So I thought I would not post anything but I decided this was such a cool and great news that I had to share so this is how my morning started out today after I got ready I decided to hit my knees well not my knees because my stomach feels like I have done 5,000 sit ups.
You get the point I decided that today I needed to be comforted so I said a prayer I asked that Jason and I have comfort and know that this is the correct decision and to help me understand either way the decision tomorrow and help me be comforted and understand my body and to know that everything does not need to be planned out that a solution will present it self... followed by tears during this whole spill I asked grandma Nancy, Papa, and my little brother Corbin to let me know that they are helping me out with this and to know that I want to be a mom.
After saying a prayer I felt like I wanted the comfort right then I know you have to wait all good things come to those who wait so I breathed in and let the tears out.
I went to work thinking this is the longest day of my life well maybe the second longest day of my life. I text my husband and told him to call CFP about the charges that we received and I got great news they over charged us so they gave a credit back. Jason got to talk to a embryologist since we have not heard about the other ones Jason and I came to a decision they did not make it so zero to freeze.

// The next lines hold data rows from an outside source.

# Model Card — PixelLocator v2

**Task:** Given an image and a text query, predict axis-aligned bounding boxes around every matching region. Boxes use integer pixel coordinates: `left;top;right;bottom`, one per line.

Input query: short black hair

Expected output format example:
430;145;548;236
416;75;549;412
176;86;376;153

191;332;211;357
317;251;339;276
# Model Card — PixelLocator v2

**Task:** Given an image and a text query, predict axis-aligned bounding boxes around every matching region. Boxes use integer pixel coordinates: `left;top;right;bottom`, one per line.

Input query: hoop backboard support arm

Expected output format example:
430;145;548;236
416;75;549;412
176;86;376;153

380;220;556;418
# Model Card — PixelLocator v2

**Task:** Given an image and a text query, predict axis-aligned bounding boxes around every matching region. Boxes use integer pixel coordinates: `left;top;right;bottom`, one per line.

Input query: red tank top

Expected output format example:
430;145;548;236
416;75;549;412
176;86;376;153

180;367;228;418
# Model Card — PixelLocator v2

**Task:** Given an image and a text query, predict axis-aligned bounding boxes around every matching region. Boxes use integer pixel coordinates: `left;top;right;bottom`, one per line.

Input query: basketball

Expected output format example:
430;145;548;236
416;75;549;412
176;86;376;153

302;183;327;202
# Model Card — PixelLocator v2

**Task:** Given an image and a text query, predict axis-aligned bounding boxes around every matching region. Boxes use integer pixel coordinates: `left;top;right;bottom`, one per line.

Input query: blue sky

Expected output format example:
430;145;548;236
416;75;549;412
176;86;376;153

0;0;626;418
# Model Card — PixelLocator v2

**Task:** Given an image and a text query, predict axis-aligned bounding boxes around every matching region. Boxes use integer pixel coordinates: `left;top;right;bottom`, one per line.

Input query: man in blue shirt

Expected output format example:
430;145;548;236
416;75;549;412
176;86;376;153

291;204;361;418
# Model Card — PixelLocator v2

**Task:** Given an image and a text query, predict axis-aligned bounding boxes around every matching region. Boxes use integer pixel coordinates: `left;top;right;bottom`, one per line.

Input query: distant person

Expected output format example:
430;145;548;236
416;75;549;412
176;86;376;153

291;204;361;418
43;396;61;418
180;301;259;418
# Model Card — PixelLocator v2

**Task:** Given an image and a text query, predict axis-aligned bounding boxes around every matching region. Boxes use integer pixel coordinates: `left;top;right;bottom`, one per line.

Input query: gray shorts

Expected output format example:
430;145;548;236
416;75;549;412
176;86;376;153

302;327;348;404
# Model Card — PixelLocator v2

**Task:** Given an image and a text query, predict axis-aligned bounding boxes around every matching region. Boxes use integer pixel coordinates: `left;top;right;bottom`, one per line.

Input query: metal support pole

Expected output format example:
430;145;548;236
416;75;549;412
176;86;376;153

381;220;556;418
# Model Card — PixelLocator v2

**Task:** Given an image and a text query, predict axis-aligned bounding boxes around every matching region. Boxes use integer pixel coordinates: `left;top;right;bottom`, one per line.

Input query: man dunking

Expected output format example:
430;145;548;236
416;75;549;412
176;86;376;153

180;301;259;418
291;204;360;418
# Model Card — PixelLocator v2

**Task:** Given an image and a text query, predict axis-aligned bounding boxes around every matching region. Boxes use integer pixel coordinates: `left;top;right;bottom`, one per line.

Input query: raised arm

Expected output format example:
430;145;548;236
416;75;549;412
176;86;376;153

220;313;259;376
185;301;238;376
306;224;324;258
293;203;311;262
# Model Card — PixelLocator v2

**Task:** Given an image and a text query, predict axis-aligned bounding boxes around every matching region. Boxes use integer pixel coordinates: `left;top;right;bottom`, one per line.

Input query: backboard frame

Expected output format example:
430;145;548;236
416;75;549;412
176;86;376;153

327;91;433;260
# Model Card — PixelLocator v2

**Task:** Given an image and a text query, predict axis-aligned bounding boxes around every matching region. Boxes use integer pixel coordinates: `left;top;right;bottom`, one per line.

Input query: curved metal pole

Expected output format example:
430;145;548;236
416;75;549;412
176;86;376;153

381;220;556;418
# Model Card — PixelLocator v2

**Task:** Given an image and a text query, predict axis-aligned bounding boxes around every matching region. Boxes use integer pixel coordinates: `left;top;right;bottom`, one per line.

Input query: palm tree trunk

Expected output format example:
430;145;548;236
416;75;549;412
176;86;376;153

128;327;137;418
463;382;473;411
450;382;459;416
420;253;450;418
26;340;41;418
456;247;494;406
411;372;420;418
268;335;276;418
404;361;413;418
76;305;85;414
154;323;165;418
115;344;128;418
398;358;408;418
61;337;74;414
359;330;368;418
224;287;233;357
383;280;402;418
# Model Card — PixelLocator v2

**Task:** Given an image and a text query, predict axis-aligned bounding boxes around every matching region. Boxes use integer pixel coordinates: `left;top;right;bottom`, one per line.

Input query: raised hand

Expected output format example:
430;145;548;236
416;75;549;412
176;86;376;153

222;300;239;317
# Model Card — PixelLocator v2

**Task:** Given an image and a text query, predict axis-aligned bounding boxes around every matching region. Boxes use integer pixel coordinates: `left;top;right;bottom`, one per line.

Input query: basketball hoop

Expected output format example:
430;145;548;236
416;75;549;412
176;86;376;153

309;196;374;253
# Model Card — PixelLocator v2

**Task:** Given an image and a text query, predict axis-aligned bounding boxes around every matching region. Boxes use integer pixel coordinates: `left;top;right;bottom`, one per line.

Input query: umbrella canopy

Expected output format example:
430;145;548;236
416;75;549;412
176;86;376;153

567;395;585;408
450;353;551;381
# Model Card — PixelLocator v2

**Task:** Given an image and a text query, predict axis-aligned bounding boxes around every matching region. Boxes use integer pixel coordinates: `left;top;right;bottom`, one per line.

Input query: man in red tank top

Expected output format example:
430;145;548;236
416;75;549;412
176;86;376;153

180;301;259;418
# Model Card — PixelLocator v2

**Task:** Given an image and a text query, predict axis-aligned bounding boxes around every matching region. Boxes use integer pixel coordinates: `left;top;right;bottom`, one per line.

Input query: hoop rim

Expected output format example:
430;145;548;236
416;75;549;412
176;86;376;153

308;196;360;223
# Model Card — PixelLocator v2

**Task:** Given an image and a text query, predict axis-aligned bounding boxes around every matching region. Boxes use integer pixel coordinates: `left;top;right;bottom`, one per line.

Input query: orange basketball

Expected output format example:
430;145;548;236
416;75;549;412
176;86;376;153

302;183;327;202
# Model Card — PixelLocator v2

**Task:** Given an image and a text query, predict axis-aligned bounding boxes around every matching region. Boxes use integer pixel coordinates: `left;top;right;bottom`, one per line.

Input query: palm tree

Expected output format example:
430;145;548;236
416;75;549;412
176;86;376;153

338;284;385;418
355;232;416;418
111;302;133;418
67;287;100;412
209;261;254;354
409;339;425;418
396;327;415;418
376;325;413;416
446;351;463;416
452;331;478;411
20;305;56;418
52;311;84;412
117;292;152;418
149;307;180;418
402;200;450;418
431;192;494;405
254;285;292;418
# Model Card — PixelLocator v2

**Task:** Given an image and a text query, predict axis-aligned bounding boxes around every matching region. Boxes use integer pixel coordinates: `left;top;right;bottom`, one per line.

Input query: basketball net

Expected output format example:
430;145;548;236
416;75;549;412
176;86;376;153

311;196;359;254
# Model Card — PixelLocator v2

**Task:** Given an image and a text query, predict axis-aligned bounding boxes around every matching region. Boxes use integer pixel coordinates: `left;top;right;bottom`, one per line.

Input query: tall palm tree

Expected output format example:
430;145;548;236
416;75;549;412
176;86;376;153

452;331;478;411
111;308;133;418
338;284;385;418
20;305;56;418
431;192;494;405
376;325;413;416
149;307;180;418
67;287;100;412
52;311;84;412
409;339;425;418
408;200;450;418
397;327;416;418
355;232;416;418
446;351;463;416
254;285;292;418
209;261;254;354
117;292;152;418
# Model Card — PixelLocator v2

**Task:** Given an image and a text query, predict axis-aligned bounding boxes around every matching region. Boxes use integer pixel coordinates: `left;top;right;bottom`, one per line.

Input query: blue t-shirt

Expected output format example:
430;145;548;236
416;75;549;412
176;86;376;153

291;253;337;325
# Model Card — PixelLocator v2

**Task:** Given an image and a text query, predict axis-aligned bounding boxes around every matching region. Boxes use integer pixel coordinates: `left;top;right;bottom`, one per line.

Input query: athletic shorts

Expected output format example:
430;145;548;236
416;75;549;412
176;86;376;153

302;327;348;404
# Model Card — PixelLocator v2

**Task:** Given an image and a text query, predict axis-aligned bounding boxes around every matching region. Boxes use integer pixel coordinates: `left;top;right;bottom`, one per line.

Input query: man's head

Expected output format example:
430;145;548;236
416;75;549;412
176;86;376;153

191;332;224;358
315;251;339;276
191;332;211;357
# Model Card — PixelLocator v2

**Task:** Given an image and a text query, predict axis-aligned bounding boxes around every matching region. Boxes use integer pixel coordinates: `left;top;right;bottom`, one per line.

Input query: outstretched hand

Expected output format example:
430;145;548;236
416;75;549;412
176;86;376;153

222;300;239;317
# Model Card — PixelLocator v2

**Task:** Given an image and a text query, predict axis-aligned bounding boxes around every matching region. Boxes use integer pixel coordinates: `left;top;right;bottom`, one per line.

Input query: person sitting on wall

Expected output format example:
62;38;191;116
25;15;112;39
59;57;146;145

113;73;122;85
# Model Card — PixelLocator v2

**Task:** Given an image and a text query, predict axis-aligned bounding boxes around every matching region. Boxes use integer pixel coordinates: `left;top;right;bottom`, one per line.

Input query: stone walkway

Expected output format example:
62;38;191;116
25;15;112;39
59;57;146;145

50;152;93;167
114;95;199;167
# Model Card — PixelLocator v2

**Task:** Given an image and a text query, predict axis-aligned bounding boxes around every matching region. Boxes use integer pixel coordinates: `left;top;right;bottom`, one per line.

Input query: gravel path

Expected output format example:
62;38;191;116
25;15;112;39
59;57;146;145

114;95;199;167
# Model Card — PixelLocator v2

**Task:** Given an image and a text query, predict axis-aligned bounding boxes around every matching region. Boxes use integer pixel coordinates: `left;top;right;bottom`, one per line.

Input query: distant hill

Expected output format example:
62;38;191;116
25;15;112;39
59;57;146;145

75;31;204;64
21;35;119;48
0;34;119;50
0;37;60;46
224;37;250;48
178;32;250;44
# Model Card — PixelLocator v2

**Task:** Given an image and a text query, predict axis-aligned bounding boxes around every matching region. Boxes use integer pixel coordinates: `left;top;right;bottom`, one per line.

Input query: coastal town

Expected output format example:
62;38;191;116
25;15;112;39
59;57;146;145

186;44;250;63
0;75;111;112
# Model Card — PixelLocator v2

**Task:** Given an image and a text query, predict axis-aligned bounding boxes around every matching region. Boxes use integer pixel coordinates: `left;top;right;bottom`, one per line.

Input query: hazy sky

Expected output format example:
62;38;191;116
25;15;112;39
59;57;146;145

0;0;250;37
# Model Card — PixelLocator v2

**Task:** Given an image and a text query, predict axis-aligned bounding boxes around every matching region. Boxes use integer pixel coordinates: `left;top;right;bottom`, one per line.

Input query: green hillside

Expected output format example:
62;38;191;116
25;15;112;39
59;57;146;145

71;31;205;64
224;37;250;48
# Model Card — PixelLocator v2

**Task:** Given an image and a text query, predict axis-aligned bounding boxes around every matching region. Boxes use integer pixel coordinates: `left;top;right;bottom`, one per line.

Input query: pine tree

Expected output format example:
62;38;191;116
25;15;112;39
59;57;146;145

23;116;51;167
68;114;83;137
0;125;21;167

Let me go back to last night Sunday night conversation with Jason:
Me: I need a plan B Jason I need to know if it is negative what are we going to do?
Jason: I am not thinking about another plan this is going to work so we are not even talking about another plan until we have to
Me: Jason you know I need a plan B this is what is stressful what if it does not work or works I want another chance to have kids I need a plan B
Jason: We will discuss it when we have to
Me: I gave up ( shocking I know usually I am very adimit about the answer to my liking)
About 2:00 I get a text saying guess what they over charged us which they are giving us a credit back and that we have two embies that are frozen. It took me awhile I wanted to cry plan B presented it self. I am not sure if most of you know if it does not work this first time and I have not embies to freeze than I would have to pay the same price all over again alot of money. But a frozen cycle is cheaper by alot like only 2000.00 maybe 3000.00. I was so excited that I told everyone that was at work with me downstairs.
If I did not mention in the previous posts my embryologist told me during transfer that we have two that the doctor wants him to follow he has little hope for the second one to make it to day five but hope for the other one.
We heard nothing so thought that we did not have any to freeze. Well my second one caught on and split it was only at two cells and needed to be at eight by day five this is truly amazing. I can see how couples get attached to the embies and want to use them all because when I find out tomorrow that I am pregnant in another year all of you will be back to read this.
The power of prayer thank you little brother Corbin thinking of you durin this month of May knowing that your birthday is May 23rd and hoping I can bring another exciting thing to May for our family we miss you tons and love you lots wish I could have had another brother to bother and pest but don't you worry I will do that someday when we meet again.
Thank You Papa I miss you tons I wish I still was able to run into the bedroom and be the first grand child to give you a hug for that magical dollar. I know you are with me at this time love you tons and miss you like crazy.
Thank You Grandma Nancy the one that taught me how to roll with the punches roll with what life gives you it has taken me time to realize this but I remember when you fought cancer like you are winning the battle of your life. You taught me to smile with a barf bucket and still be picture ready. Love you ton and miss you like crazy as well.
Tons of more people that have passed on that is telling my little ones right now that they will be loved more than they can imagine. I was just thinking I would have a hard time coming to earth if I had to leave such awesome people like them in heaven Corbin has hopefully taught my children strength to fight, Papa has taught my kids that they will be part indian and they can make cool indian noises around the house with pots and pans and how to love deeply, Grandma Nancy has probably told my kids not to worry that the water winnie is fun to ride at the lake and to hold on tight and remember when at Echo lake she will be there with them with her arms around them. Grandpa Lyon I am sure is teaching them how to love from their heart. Grandma Bradbury is hopefully teaching them manners so when they come down they will be very well behaved and also how to love as well.
I am not so worried about the outcome anymore this is out of my hands thanks for answered prayers and maybe not right away maybe just patience pays off.